One of the cornerstones of the law of succession in South Africa is the principle of freedom of testation. The basic principle is that the testator should be free to distribute the assets he or she collected in life to his or her surviving family members in order to care for them and ensure that they are provided for after his or her death. But freedom of testation goes beyond that in that the testator is free to determine that these assets can be distributed to whosoever the testator wishes. Our courts have also confirmed this position where it has been affirmed that a person’s wishes must be followed and that our section 25 of the Constitution protects a person’s right to dispose of their assets as they wish upon their death.
This means it is extremely difficult to contest a will successfully and have its provisions challenged. But this doesn’t mean that a testator has a totally unfettered discretion. There are in essence two broad areas in terms of which the principle of freedom of testation is limited:
1. Statutory claims
In terms of the South African common law, minor children have to be cared for and have a claim against a deceased estate of their parents. Claims of this nature also extend to a surviving spouse and the Maintenance of Surviving Spouses Act 27 of 1990 allows for claims to be instituted by a surviving spouse against the deceased estate. Accordingly, if a last will and testament excludes these dependants from an estate, they could be reinstated as beneficiaries.

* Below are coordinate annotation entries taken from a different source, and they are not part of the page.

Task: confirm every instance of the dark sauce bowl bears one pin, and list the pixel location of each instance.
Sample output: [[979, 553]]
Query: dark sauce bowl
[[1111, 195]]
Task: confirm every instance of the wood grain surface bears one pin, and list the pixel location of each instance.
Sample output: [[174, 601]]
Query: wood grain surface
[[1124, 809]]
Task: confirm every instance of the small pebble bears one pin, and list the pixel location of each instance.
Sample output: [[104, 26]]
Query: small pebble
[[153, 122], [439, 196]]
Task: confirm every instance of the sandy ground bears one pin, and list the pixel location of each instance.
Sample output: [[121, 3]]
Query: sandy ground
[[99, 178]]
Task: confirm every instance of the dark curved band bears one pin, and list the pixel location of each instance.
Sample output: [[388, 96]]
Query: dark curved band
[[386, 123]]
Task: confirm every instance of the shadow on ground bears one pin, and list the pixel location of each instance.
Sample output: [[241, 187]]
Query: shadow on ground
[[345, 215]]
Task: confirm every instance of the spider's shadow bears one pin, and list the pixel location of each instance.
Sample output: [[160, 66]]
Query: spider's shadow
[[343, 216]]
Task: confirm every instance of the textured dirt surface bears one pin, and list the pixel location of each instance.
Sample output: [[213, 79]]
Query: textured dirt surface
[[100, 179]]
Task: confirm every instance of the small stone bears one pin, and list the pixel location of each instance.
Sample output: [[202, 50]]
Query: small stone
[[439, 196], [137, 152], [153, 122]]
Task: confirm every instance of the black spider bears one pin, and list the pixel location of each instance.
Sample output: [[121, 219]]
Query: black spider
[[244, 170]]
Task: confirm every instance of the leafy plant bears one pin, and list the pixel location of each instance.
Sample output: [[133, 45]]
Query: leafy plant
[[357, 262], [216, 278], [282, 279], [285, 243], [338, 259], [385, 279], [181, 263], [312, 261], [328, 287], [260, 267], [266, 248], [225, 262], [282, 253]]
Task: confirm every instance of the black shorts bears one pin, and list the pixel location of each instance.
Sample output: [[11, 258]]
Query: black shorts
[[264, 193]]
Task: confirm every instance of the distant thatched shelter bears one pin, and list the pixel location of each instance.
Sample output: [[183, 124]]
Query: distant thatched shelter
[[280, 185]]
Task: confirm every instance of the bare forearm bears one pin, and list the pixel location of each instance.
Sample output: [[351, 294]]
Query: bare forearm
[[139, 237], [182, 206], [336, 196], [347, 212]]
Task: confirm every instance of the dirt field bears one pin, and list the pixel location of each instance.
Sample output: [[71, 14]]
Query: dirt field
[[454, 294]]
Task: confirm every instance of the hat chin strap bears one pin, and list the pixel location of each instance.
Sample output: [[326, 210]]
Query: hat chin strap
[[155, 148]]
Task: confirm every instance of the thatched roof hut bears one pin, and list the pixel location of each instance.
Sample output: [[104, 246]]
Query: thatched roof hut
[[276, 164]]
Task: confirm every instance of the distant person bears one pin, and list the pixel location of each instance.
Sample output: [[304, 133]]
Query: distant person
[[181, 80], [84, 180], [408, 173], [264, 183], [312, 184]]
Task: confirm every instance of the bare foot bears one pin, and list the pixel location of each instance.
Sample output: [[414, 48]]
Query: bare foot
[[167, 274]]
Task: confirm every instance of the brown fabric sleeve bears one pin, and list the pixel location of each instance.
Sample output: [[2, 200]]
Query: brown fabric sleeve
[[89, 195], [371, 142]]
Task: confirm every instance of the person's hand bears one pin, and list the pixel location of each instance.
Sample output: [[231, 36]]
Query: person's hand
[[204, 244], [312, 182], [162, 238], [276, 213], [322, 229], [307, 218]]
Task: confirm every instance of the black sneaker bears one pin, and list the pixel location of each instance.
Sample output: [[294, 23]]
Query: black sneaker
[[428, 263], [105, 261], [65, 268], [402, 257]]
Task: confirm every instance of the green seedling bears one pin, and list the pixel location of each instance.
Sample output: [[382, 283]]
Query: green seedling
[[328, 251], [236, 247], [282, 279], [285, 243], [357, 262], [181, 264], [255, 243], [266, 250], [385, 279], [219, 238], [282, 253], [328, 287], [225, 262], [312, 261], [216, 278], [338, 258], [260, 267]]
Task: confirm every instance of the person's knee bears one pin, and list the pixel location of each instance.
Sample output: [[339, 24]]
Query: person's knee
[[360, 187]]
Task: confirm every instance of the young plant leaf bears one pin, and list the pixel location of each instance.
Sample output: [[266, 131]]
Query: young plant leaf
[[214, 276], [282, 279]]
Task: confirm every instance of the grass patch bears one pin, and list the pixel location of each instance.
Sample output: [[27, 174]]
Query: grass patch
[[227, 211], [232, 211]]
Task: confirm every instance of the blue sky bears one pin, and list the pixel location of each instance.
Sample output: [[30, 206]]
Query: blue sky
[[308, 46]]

Furthermore, the Pension Funds Act 24 of 1956 stipulates that the trustees of the Pension Fund must identify all possible dependants who might have a claim to a pension benefit before distributing the deceased’s share of the fund, irrespective of what the fund member states in his or her will.
2. Public policy and constitutional rights
A second limitation is where the wishes in the last will and testament of the deceased are contrary to public policy or the public morals – in other words, harmful to the welfare of society. An example hereof is found in Emma Smith Educational Fund v the University of KwaZulu-Natal and Others (2010), where the last will and testament of the deceased stated that only European girls born of British South African or Dutch South African parents could benefit from an educational fund set up in terms of the will. This case confirmed that the principle of freedom of testation when weighed up against the right to racial and gender equality afforded to an individual by the Constitution, will always come second if challenged in a court of law.
Section 13 of the Trust Property Control Act 57 of 1988 can also be used to negate discriminatory exclusions in testamentary charitable trusts. This Act empowers the High Court to change the provisions of trust instruments and wills.
A testator can therefore rule quite extensively from beyond the grave, but not completely unfettered. As executor you would be well advised to discuss any provisions that may limit the testator’s right of testation with a specialist to ensure you apply the provisions of the will correctly.